Where You Are Is Where
Where you are is where the war is, rolling and falling,
and my letter will get to you late, with nothing to say
to what you've become.
What I would have said before
our words, all of our words collapse into milk,
what I would have tried to be is more than a rabbit
at its leaf, what I would have been, had I been,
I would have tried to there, looking for you on the fourth floor
of the library, and when I found you in Russian History
and you turned and walked into the snow-woods and a storm
carried me onto a train to the south, it must have been
a hundred boys in brown coats out shoveling
those rails to light, it must have been a white splash
on the kitchen floor when the mud this time of year
oozes right up to your cabin door and you wonder what to wear,
looking down and not seeing, looking up and knowing
war has unfrozen and down from the mountain.
The town and the trees are torn by my passing train: the ground
ripped downward, trees ripped upward, in the way we move.

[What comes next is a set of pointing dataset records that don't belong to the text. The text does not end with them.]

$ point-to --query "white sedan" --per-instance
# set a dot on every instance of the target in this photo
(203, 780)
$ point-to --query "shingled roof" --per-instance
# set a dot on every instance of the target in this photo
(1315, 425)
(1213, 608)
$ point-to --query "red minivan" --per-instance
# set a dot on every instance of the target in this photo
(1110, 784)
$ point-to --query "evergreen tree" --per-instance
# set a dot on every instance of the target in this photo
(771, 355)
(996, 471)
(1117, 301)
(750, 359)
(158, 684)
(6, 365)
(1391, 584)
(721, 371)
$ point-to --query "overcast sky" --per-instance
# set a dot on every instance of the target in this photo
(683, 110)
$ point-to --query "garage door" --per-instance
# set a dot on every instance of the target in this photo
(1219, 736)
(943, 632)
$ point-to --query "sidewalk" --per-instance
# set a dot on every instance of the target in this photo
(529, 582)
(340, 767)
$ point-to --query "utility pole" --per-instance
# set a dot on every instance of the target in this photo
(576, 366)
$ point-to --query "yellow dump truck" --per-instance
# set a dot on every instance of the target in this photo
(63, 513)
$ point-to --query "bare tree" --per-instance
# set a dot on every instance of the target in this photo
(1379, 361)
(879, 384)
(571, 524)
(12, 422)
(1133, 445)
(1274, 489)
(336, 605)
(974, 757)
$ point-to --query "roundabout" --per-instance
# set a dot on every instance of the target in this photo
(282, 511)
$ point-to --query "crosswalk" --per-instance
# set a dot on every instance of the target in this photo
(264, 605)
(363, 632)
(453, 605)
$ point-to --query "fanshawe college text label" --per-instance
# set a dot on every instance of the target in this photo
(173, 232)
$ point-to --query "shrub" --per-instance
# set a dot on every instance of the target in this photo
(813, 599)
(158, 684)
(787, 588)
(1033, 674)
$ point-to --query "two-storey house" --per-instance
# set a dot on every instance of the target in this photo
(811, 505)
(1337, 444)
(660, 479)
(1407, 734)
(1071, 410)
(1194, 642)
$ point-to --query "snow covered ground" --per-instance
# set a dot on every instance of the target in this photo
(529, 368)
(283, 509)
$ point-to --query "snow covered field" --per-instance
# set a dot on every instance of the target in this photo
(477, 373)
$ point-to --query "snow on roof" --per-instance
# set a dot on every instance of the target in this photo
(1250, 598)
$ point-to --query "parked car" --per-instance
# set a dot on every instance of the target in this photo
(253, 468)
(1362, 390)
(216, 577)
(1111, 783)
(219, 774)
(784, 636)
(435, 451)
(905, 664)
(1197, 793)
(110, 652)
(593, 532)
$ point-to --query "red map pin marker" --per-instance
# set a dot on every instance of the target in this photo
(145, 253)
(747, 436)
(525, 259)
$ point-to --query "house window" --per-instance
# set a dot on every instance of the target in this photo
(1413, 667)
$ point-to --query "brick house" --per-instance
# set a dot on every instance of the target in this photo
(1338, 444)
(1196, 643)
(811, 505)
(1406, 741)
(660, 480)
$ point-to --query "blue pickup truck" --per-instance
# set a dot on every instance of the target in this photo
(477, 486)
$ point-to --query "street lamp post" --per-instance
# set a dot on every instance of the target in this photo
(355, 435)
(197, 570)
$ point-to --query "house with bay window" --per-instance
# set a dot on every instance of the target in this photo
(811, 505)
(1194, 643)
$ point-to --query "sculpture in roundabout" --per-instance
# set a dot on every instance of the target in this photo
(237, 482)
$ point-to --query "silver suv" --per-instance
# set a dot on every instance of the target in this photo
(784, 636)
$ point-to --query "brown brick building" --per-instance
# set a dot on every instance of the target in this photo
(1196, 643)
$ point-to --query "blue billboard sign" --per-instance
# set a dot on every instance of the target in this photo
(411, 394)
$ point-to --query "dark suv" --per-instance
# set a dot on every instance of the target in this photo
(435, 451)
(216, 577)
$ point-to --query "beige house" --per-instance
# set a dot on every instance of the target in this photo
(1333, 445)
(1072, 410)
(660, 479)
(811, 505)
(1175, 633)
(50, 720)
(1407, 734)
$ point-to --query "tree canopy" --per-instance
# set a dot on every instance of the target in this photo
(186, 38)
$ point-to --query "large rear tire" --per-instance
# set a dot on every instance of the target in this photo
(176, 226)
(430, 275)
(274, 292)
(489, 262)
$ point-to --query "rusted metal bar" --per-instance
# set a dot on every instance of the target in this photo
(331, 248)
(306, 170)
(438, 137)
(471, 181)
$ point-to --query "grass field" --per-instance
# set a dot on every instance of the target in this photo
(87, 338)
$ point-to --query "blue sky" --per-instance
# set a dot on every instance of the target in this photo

When I saw a young man's pretty head lying
in the woods today I thought of everyone I knew
he wasn't, and set down last notes to each of you.
Where you are is rolling and falling, and my letter will
burn or spilled from a knapsack melt into
Stalingrad snow like panzer tracks on panzer tracks
on panzer tracks, escaping, faster than the landscape.
Where you are for me is where my words hold you,
so I would ask you please run faster than you read, leaving
before the letter ends, faster than the landscape,
faster than the planet rolling and falling like the stars.
I would say you are late: running the pace of trees and roads,
you remain in one place. The woods will gather speed.
Pray you fly as an animal chased to its low shelter:
a was, a blur, a tear-fuzzed letter. Be the image
the eyes of the steer see from the passing cattle cars.